By default, all fields are included up to 10 depth:

  • type – the error’s constructor name (e.g. "TypeError")
  • message – the error message

With options you can opt-out certain fields:

  • stack – the full .stack trace
  • cause – follow error.cause chains
  • errors – unpack AggregateError.errors arrays
  • any other enumerable props you’ve attached
interface SerializedError {
type: string
message: string
stack?: string
cause?: SerializedError | unknown
errors?: SerializedError[]
[key: string]: unknown
}

Configure how deep and how rich your serialized errors become:

OptionTypeWhat it does
maxDepthnumberMax levels to recurse into causes/errors.
stackbooleanInclude the .stack string.
causebooleanInclude the .cause property.
aggregatedbooleanInclude each entry of AggregateError.
hook(err, depth) => …Post‑process each serialized node.

Defaults: { maxDepth: 1, stack: false, cause: false, aggregated: false }


import { createLogger } from 'logpot'
const logger = await createLogger({
errors: {
maxDepth: 3, // dive three levels deep
stack: true, // include full stack traces
cause: true, // follow nested causes
aggregated: true, // unpack any AggregateError
hook: (err, depth) => {
// add or edit a custom field
return err
},
},
})
// later…
logger.error(new Error('Database unreachable', { cause: someOtherError }))

Default Behavior: Every transport runs in its own worker thread out‑of‑the‑box. No extra config needed. You can still override this per‑transport if you need to.

Offloading I/O and formatting to background threads keeps your main event loop free‑flowing even under heavy log throughput.


  • Non‑blocking I/O: File writes, HTTP requests, compression, and JSON formatting all happen off the main thread.
  • Backpressure Protection: Spikes in log volume queue up in the worker instead of stalling your app.
  • Graceful Lifecycle: Built‑in handshakes and timeouts ensure orderly startup, draining, and shutdown.

  1. Handshakes

    • ready – worker signals it’s up and running
    • drained – worker finished flushing its queue
    • closed – worker shut down cleanly
  2. Queues & Batches

    • Main thread enqueues entries.
    • Worker dequeues, formats, batches (by size or interval), and delivers them.
  3. Timeouts & Recovery

    • worker.readyTimeout – max ms to wait for “ready”
    • worker.closeTimeout – max ms to wait for “closed”
    • On failure or timeout, the main thread can retry, surface an error via your onError callback, or fall back to synchronous delivery.

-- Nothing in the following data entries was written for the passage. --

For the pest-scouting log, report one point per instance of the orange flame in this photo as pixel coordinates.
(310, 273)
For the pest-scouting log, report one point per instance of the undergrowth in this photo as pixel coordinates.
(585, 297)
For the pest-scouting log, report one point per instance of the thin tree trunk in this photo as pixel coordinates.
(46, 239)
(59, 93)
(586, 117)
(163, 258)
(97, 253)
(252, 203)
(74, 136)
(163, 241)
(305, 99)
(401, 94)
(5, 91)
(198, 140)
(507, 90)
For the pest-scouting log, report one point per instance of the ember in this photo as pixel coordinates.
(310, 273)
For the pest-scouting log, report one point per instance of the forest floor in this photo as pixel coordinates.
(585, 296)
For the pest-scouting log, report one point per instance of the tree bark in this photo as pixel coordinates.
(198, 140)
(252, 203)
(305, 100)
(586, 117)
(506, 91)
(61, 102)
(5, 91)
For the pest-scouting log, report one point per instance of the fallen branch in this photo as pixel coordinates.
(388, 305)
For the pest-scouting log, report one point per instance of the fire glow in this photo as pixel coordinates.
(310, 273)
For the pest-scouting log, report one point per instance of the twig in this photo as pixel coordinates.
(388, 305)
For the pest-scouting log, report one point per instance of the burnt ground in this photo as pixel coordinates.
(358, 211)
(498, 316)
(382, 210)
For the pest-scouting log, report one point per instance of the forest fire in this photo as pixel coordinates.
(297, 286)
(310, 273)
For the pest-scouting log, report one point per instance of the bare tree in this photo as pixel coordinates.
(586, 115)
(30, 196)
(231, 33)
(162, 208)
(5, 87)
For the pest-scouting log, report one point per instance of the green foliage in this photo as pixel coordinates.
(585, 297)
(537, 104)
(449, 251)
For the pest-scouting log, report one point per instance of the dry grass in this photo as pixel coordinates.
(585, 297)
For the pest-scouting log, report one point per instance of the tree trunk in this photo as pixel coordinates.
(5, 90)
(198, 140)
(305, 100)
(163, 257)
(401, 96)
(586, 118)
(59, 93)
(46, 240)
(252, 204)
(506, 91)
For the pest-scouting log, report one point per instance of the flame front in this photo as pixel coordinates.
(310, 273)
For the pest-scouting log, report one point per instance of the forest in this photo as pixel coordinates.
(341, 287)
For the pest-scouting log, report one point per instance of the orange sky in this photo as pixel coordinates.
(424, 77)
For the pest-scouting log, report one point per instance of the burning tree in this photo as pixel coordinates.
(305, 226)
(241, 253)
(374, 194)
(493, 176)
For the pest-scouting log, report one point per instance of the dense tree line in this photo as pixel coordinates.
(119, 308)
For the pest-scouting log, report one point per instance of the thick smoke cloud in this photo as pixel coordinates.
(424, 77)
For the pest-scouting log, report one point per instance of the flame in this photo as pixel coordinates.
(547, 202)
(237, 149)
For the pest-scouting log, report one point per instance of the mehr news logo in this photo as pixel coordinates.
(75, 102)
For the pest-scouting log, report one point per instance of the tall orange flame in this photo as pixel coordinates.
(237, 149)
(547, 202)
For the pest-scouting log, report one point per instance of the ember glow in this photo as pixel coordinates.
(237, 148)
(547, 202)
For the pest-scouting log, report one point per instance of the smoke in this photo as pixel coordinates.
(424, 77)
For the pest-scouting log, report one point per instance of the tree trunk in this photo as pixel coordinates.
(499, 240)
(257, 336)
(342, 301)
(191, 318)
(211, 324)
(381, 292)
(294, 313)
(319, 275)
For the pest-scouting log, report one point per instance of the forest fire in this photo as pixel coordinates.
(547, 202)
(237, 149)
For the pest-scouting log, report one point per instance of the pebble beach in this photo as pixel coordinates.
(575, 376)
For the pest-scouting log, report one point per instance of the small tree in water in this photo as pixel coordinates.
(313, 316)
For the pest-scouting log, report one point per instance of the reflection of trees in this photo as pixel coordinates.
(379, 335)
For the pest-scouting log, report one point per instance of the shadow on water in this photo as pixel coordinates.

Although workers are enabled by default, you can disable or customize them per transport:

const logger = await createLogger({
// Turn OFF worker threads globally:
runAsWorker: false,
// Or leave console on main thread but keep others in workers:
consoleTransport: { runAsWorker: false },
fileTransport: [{ filename: './app.log', runAsWorker: true, batchSize: 100 }],
httpTransport: { url: 'https://logs.example.com', runAsWorker: true },
})

  • High‑throughput services (e.g. real‑time APIs, data pipelines)
  • Slow or rate‑limited sinks (e.g. remote HTTP endpoints)
  • Ultra‑low latency requirements (e.g. user‑facing CLI tools)

By default, LogPot keeps your application snappy and resilient. Just configure per‑transport overrides when you need fine‑grained control.